December 19, 2017
But I’m too much of a con man myself to fool easily. All it took was a few phone calls to some publicists I knew, and I soon realized that none of the “committed” artists even knew about the project, so I took a pass. But I continued to watch from afar. Soon, Ivanovich brought in a fella named Claes Nobel, a tangential member of the Nobel family, and they began seeking money for their “peace concert” from China, where, they must have assumed, people really love stone soup. In one of the greatest moments of unscripted comedy in human history, the organizers took their stock-footage promo video and recut it, removing the image of the Dalai Lama and replacing it with…Mao. Yes, Mao, arguably the world’s greatest mass murderer, featured in a promotional video for a concert dedicated to “peace” and “nonviolence.” Don’t believe me? Here’s the video, posted in December 2006. Mao makes his appearance at 1:45 (check out the comments from some of the folks who got taken by the scam).
And some people were indeed taken. Eventually, the organizers gathered enough beef and carrots in their pot to hold a “We Are the World”-style sing-along. No Prince, Springsteen, or McCartney. But they did get Patrick Swayze and Christina Applegate, both of whom were dealing with cancer at the time (I’m tempted to look for a link there…perhaps lack of judgment due to chemo-induced dementia). They also got Al Jarreau and Edgar Winter. So, yeah, star-studded.
It’s because I’m familiar with this real-life farce, a bunch of nobodies and two cancerous B-listers singing “Give your love, give your faith, give your time, don’t hesitate. Show the world, that we all care. Show the children, that we will be there,” that I can genuinely appreciate And the Winner Isn’t for the deceptively biting satire it is.

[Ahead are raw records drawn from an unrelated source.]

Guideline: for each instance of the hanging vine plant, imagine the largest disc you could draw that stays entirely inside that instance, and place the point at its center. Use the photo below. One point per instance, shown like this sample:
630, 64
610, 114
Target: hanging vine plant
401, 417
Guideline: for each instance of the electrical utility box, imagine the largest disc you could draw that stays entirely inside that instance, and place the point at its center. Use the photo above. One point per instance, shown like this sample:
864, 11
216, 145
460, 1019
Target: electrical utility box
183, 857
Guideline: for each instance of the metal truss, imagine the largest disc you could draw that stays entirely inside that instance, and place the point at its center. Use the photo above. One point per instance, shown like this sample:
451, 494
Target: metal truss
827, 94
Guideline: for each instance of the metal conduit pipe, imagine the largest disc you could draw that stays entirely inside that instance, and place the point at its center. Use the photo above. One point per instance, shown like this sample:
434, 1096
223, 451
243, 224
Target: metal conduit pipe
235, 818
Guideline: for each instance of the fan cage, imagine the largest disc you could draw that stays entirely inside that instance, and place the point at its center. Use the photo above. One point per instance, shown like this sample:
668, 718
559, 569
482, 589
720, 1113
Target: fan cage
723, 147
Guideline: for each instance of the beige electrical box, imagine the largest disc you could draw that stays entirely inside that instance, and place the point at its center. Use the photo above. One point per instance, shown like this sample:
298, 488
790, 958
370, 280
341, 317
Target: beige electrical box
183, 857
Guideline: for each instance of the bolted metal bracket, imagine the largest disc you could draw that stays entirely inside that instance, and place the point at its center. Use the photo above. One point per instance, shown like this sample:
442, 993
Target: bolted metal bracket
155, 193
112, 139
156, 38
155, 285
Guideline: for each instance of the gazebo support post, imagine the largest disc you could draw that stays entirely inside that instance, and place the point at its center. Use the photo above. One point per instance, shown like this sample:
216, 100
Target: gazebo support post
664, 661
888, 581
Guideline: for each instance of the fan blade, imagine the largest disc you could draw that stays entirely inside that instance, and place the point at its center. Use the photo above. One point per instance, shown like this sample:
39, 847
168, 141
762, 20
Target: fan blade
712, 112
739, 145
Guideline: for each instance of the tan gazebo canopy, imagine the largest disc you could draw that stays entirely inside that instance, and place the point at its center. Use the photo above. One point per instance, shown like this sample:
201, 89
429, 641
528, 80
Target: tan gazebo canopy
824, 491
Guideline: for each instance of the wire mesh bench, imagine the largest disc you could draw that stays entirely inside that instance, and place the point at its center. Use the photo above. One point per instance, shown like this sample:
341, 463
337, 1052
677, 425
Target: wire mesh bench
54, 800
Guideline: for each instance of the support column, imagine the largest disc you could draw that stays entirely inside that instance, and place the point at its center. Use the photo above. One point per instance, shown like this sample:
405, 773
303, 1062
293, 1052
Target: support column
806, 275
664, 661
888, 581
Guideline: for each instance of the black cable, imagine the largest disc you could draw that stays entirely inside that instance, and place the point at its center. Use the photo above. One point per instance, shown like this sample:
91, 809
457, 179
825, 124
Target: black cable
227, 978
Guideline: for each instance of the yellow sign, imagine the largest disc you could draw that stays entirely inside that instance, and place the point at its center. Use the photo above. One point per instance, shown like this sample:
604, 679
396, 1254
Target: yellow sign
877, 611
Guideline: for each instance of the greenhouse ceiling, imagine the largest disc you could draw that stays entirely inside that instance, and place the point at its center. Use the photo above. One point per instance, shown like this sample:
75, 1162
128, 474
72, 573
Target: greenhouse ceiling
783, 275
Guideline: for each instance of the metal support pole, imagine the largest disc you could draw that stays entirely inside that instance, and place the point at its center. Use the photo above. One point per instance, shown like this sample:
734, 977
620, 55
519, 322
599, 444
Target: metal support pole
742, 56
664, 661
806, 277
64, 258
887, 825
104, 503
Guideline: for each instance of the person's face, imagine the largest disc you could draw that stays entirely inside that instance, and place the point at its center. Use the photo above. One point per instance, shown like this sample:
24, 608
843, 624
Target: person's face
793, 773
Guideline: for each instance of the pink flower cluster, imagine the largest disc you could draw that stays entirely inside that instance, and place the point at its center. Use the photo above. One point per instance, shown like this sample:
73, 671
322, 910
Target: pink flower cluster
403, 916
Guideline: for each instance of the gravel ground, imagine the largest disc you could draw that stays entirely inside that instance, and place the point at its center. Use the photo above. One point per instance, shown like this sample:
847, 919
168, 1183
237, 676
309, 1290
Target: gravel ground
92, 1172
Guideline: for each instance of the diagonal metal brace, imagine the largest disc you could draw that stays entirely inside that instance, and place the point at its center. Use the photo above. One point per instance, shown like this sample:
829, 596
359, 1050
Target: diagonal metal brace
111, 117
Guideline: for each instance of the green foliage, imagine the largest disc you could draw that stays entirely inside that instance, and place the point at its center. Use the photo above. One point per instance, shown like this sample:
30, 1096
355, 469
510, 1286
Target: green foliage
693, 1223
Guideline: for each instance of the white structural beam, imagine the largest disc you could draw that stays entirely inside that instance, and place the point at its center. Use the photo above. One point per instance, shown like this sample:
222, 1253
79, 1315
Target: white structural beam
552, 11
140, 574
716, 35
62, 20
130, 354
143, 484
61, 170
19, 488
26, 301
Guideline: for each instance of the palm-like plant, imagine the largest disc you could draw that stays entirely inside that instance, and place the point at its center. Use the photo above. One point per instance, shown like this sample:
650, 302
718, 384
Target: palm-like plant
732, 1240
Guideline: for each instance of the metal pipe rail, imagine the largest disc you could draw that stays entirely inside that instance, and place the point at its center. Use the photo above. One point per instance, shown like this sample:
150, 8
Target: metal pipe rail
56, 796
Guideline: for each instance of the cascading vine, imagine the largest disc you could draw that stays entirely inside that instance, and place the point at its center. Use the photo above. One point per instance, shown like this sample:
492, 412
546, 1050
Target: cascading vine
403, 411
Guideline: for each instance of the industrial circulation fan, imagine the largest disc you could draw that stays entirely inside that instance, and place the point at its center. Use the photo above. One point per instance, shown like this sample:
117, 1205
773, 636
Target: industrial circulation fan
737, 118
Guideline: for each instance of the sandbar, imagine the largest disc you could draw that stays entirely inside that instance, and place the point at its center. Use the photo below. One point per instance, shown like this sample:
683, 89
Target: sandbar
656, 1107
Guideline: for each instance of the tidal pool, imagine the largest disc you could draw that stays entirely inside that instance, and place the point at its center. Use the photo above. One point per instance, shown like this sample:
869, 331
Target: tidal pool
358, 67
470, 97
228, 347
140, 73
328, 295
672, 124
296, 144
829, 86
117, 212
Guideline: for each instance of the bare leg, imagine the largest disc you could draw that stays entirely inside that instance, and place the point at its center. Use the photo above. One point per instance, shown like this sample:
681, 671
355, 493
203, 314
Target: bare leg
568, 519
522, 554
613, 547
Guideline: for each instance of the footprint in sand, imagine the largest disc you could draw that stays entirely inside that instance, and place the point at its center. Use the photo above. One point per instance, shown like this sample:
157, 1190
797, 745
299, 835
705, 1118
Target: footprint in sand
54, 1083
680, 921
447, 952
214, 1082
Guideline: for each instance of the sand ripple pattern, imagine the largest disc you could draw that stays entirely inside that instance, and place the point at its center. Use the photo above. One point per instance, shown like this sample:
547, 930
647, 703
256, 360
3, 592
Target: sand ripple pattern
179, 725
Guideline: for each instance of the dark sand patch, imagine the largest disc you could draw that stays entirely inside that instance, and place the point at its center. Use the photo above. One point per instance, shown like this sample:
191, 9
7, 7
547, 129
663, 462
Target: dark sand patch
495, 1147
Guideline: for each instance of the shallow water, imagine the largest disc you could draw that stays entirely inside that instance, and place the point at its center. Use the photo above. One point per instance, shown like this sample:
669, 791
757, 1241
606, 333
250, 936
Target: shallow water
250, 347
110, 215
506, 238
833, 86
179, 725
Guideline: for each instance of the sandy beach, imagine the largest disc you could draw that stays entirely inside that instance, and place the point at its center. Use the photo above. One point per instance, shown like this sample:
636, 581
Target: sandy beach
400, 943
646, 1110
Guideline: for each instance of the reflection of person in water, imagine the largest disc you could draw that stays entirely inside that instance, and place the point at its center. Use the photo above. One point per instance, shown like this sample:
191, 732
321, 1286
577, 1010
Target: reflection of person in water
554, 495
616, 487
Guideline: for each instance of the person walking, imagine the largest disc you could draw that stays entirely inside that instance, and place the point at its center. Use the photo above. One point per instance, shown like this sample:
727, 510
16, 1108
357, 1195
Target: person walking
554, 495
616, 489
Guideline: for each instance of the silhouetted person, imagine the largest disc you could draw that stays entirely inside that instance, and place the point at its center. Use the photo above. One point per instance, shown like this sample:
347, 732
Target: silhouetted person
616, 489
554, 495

Because at this time in history, when we’re all distracted by Hollywood’s sexual-assault scandals, let us not forget that this town first and foremost wants your money, not your bod. This has always been a place for shell games, whether street-level, like World Peace One (which these days exists only as an un-updated website with dead links), or breathtakingly large, as in Buchwald v. Paramount, in which a studio attempted to argue that it saw no profit from a film that earned $350 million at the box office.
I have a great deal of affection for this business, so I don’t like seeing it misrepresented. It’s not just about pervs and abusers. For every exec who’ll have his eyes on a young girl’s boobs, there are twenty who’ll be looking at her purse instead.
It’s damn hard to satirize a town like this; it’s nice to finally see a film get it right.